# Tablet BIOS Language Problem



## aldouslls (Oct 21, 2008)

Hi guys,

I recently bought a tablet botebook in Seoul Korea, it's a Daewoo Lucoms Solo C920, the vendor warned me that the software included is not in English language but in Korean. It is pre-installed with windows XP and I think it would be easy to change the OS to an English version of windows XP. So heres the real problem, the BIOS of the tablet PC is in Korean language, is there a way to change the language of the BIOS into English.

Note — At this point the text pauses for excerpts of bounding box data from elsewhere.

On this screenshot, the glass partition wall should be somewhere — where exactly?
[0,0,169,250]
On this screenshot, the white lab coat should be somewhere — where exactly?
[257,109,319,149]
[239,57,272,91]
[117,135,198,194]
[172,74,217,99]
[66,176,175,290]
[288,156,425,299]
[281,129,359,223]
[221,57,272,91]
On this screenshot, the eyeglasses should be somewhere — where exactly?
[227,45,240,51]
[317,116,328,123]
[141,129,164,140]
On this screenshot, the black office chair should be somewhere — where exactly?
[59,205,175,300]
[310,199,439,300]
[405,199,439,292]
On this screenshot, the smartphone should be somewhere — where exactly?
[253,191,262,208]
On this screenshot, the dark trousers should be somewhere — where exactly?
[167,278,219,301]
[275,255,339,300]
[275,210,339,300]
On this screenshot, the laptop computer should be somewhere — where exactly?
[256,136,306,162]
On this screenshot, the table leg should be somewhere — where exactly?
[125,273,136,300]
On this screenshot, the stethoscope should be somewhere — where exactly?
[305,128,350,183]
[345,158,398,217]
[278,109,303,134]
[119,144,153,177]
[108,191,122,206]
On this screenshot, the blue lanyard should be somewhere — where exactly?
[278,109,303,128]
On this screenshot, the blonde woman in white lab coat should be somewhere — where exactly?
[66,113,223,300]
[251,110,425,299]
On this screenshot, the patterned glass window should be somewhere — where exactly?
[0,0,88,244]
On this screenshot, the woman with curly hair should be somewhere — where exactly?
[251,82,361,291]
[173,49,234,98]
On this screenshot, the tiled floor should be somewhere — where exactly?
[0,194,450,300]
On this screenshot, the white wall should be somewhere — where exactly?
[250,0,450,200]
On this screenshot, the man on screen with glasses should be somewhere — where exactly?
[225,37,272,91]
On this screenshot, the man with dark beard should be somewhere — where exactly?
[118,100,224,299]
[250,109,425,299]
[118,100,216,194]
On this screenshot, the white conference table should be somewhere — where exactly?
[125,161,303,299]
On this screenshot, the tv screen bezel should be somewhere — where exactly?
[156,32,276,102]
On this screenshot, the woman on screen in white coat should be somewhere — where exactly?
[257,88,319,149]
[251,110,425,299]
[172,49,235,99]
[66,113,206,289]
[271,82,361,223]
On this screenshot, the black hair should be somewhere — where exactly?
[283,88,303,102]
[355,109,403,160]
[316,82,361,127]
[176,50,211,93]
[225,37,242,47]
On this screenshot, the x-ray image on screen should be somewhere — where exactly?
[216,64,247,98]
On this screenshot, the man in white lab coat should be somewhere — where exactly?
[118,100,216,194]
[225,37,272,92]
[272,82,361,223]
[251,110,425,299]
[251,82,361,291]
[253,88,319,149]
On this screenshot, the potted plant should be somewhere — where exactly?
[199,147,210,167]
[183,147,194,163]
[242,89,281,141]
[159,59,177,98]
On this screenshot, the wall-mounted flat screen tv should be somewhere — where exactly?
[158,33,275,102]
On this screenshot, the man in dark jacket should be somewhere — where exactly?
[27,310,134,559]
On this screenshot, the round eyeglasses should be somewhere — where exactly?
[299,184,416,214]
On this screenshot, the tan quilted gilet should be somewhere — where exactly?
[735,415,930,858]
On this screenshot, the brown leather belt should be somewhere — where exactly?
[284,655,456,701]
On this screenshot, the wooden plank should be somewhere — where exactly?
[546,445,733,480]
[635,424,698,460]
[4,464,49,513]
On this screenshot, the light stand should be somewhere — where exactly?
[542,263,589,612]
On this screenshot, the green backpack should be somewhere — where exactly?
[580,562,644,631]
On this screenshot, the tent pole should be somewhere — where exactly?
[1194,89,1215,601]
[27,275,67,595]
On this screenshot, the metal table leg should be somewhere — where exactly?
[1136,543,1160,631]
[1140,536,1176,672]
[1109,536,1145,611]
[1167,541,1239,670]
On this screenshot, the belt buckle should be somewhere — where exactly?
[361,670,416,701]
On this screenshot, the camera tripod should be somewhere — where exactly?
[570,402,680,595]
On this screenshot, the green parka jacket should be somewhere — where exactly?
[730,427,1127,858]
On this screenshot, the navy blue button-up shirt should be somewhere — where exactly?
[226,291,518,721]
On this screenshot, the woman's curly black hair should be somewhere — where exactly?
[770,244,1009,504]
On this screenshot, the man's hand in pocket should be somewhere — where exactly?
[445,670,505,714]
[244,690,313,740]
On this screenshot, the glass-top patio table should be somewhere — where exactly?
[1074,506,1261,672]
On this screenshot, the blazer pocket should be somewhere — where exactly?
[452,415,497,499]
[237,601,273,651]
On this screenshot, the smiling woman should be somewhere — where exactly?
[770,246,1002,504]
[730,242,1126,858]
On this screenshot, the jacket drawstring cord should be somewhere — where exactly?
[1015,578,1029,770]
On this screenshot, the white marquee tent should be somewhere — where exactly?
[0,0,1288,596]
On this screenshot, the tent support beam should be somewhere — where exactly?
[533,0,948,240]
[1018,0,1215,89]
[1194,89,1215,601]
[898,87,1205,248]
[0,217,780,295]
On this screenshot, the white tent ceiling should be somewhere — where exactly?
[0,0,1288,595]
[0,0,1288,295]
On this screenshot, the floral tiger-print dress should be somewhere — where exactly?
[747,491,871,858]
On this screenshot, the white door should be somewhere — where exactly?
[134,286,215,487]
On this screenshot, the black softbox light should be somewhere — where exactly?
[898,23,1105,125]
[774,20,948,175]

Again, thank you in advance, any comment is welcome and appreciated.



aldouslls


----------



## TheOutcaste (Aug 8, 2007)

There may be a setting to choose a language in the BIOS. I have seen English/Spanish/French as choices. 
If that's not an option, only way I know of would be to re-flash the BIOS with an English language version.


----------



## aldouslls (Oct 21, 2008)

Thanks for the reply TheOutcaste, how do I re-flash the BIOS with an english language version? Is it the same as updating the BIOS?


----------



## TheOutcaste (Aug 8, 2007)

Yes, Flash=updating the BIOS. You would first have to find an English version of course. The English language site doesn't mention this model, nor have downloads for any models, and searching for "BIOS" on the Korean site didn't find anything with the Solo C920 mentioned.
The BIOS update for the Solo 2800 is an ISO file, so you would likely need a CD-ROM to update the BIOS as well.

And while usually safe there is always a chance that if the update goes wrong, it can turn the system into a doorstop, so make sure you have your data backed up
Make sure you have a fully charged battery and are running on AC power. A power outage during an update is never a good thing


----------